Lucius Hilley III <lhilley at CDC.NET> wrote:
>Anyone thing to test those IEEE numbers in another language?
>Visual Basic or Quick Basic or Java or Something else.
>Mayby Perl? That would give more of a hint to whether it is
>Watcom C or IEEE standard that causes the error.
Well, I tested our three original values (-1e-308, -2e-308, -3e-308) in
QuickBasic, and the problem doesn't seem to be the IEEE standard. QB
correctly evaluated each of the three values as being less than zero.
I then modified my QB program to write out the internal representations of
those three values to a random-access binary file, so I could read them in
with Euphoria and get their values with float64_to_atom(). Euphoria imports
the values 100% correctly -- no extraneous decimal values -- but still
evaluates them wrong!! -1e-308 and -2e-308 still come out as greater than
zero, while -3e-308 comes out correctly as less than zero.
Then I decided to see just how accurately Euphoria is converting things
internally. I re-created the three atom values in Euphoria, and used
atom_to_float64() to write them out to another file. I did a file-compare,
and UH-OH -- the first two bytes of each 8-byte value came out differently!

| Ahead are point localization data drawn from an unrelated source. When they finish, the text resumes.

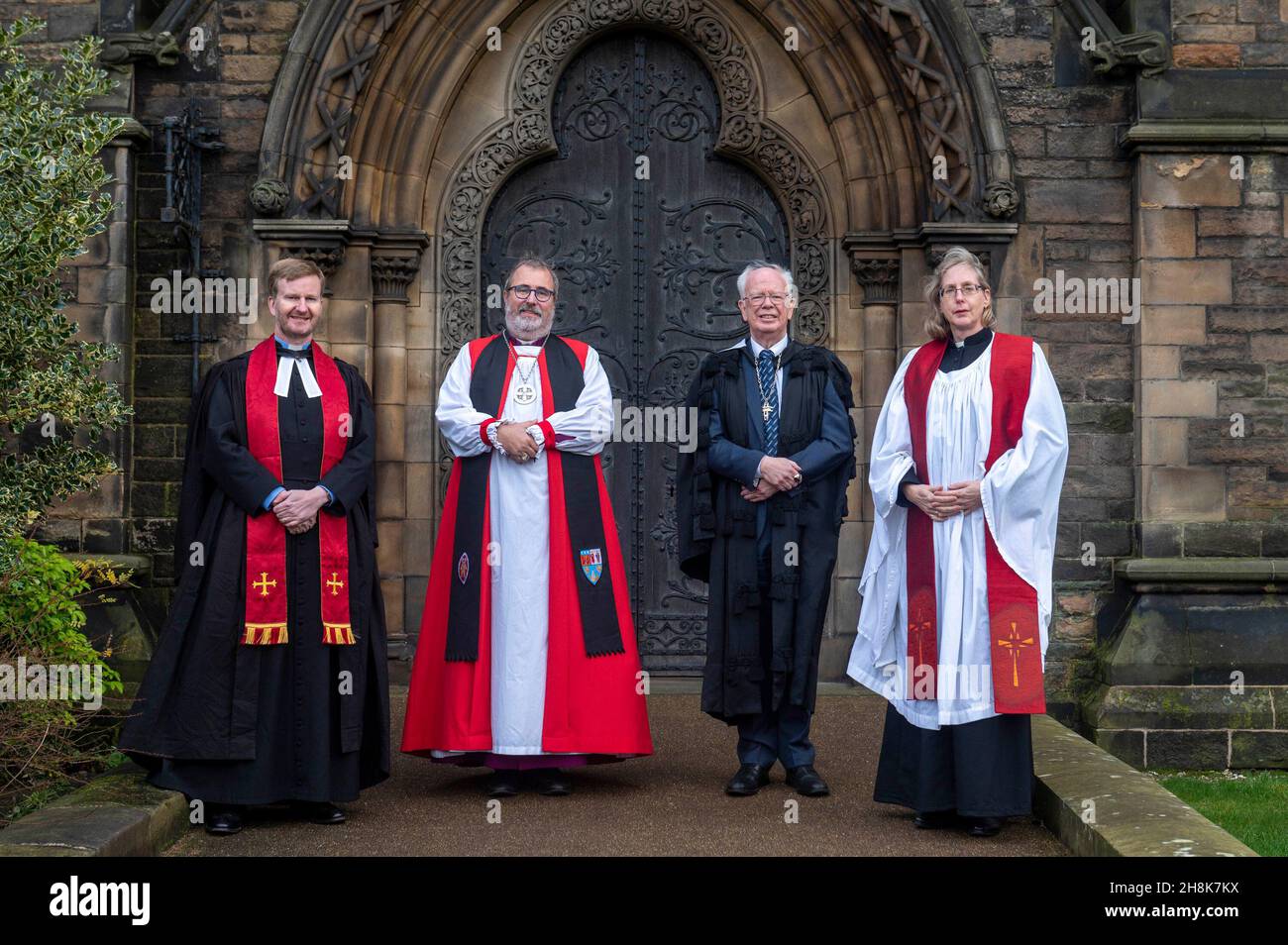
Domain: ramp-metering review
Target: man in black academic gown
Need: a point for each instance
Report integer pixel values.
(760, 505)
(235, 711)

I re-read the three atoms back into Euphoria, and they come in just a tad
wrong -- the last two or three digits of the decimal don't come in as zeroes
from Euphoria's output as they did from the QB output.
So, was this perhaps a problem with atom_to_float64()? I decied to
double-check if Euphoria was creating its atom-values correctly. After all,
I gave QB -1 * 10 ^ -308, and it gave me exactly -1.000000000000000e-308, so
Euphoria should be able to do things just as accurately as QB, right? Boy,
was I wrong -- when I assign -1e-308 to atom a, and print it out with
printf(1, "%.15e", a), I end up with -1.000000000000034e-308!!!! And I get
the exact same value if I assign -1 * power(10, -308) to a!!! So the problem
isn't in atom_to_float64() -- the problem is that Euphoria doesn't even
*create* its atom values accurately to begin with! There's a scary
thought...
So, it seems we may have a couple problems here:
1) Euphoria handles *imported* binary representations of 8-byte float values
correctly, but can't *create* them accurately.
2) Even if they're imported as 100% correct, Euphoria still evaluates values
between -1e-308 and approx. -2.225e-308 as being *positive*.
From what I've found, I'd say the problem is with either the interpreter or
Watcom C. Regardless, the fact that Euphoria can't create -1e-308 without
turning it into -1.000000000000034e-308 disturbs me greatly. What other
little inaccuracies are lurking under the hood?
Anybody else come up with similar/differing results?